Having an international perspective in an IB school is invaluable to the learning experience.
I lived overseas for two formative years that shaped me as a learner. I was in Stuttgart, Germany for fifth and sixth grade living on an American military base. Although I lived on base, my parents sent my sister and I off base for school and made every effort to spend time in and around Europe.
Living overseas gave me language immersion, cultural acceptance and a new outlook on global issues. Despite living in a fairly metropolitan area, it is very easy to avoid cultural diversity.
It is all too easy to fall into a culture of American exceptionalism in news and, particularly, in education but living overseas has forced me to consider internation implication.
Marshall’s IB program’s emphasis on international perspectives for history and literature are excellent ways to expand the horizons of our students.
Textbook learning, however, can only go so far to expand one’s understanding of a culture and the history of a people.

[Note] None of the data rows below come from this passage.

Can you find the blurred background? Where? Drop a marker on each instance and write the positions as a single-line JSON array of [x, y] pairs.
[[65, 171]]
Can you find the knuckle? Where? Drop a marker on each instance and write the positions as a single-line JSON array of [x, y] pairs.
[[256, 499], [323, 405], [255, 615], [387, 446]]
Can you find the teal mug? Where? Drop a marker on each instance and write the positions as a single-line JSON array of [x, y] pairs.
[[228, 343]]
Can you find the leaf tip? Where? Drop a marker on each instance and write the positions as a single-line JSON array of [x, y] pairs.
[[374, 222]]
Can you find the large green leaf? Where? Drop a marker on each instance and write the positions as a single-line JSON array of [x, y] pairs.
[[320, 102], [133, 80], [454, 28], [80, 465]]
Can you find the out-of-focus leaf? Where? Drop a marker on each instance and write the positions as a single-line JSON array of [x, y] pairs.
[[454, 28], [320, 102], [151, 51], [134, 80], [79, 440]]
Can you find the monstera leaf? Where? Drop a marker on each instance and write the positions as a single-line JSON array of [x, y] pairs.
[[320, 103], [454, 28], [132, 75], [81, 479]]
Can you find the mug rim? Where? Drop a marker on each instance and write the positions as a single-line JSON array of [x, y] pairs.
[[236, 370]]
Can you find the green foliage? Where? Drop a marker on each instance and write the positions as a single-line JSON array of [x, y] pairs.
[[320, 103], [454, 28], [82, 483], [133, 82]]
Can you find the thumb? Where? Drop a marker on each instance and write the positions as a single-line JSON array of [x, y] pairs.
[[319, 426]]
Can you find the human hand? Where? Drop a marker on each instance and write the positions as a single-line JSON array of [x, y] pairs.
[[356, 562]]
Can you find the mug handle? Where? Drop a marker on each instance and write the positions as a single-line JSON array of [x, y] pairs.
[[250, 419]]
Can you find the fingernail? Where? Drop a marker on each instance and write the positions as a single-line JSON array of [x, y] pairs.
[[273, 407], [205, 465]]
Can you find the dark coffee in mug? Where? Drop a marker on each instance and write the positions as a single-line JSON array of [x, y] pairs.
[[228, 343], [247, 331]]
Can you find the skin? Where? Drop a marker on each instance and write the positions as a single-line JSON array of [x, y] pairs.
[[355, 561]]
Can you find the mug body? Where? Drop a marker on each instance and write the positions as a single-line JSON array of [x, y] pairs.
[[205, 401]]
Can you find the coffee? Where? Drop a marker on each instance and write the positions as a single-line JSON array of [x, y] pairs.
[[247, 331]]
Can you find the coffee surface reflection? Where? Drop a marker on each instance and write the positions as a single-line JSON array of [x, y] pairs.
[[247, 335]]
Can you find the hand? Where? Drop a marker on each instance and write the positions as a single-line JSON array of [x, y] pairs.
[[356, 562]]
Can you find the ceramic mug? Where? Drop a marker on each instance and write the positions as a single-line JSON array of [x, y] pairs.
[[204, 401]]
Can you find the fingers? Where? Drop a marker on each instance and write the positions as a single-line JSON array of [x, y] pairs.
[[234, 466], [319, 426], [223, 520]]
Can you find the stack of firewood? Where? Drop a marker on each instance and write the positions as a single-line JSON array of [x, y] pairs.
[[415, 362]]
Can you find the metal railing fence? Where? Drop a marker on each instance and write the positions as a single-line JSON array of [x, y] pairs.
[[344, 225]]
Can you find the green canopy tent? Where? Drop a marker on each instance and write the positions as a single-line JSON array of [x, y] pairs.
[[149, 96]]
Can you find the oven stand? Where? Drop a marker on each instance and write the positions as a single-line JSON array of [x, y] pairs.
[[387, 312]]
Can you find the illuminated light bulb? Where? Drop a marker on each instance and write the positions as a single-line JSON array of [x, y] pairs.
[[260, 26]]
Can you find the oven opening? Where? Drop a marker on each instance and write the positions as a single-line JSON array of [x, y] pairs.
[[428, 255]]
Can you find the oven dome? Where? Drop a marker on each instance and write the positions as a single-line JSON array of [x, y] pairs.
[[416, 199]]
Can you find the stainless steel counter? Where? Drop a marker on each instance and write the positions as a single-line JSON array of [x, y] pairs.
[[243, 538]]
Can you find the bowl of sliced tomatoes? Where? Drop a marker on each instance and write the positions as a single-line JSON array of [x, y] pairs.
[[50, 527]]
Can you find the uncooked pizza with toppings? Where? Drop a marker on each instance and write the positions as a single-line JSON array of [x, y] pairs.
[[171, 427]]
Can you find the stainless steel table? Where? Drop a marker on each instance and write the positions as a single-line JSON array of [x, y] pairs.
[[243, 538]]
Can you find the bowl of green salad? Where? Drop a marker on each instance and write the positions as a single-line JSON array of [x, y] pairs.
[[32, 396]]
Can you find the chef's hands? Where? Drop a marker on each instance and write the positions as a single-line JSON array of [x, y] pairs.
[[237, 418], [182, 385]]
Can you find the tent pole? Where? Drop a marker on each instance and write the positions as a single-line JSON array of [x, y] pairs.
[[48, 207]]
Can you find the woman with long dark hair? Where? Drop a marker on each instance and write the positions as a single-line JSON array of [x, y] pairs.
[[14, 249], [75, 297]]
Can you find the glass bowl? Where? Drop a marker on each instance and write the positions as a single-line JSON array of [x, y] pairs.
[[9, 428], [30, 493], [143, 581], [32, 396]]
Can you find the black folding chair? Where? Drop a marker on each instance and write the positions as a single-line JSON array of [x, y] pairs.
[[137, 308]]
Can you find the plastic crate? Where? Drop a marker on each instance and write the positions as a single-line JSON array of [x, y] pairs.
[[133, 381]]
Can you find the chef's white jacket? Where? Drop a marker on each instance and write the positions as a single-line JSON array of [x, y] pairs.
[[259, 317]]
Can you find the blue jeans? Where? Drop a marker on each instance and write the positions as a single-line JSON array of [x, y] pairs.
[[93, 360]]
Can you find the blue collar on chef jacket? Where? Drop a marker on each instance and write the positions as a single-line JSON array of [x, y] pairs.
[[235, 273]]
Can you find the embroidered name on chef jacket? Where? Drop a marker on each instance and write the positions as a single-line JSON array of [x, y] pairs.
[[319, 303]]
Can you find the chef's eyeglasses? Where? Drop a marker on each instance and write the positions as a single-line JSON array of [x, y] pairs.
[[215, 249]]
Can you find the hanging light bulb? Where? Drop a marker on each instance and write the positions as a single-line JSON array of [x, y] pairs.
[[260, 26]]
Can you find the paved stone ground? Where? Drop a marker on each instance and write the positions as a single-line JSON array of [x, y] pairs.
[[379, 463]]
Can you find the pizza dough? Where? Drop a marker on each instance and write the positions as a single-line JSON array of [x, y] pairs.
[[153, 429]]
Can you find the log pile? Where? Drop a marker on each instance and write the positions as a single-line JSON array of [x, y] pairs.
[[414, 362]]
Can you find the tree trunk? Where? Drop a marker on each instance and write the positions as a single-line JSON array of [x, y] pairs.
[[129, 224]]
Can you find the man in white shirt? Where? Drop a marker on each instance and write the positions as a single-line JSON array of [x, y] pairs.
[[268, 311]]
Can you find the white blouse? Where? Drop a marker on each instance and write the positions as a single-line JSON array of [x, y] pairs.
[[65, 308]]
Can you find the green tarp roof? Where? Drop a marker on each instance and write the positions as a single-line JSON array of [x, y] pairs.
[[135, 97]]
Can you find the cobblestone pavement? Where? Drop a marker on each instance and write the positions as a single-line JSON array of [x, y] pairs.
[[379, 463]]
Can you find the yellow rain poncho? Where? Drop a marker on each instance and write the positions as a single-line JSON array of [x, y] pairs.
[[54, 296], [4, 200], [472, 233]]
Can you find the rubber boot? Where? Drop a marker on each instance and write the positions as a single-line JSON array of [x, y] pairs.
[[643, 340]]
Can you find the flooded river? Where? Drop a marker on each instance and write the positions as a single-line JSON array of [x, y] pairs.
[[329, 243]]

Living overseas, immersed in foreign perspectives, is something everyone should experience at least once in their life.
There is something so humbling to being somewhere surrounded by a completely different language and set of ideals. Living in another country not only “broadened my horizons,” but also taught me more about myself. I was forced to questioned my ideas of right and wrong, of what was considered “normal,” of how to treat people I had seemingly nothing in common with.
I experienced a whole different lifestyle, a life-changing experience I will never be able to replicate. My time overseas has given me a lifelong love of travel and an interest in global, rather than local, issues.
In the coming years, I hope to take every opportunity to move abroad again and I encourage everyone to expand their world view by being a forgiener.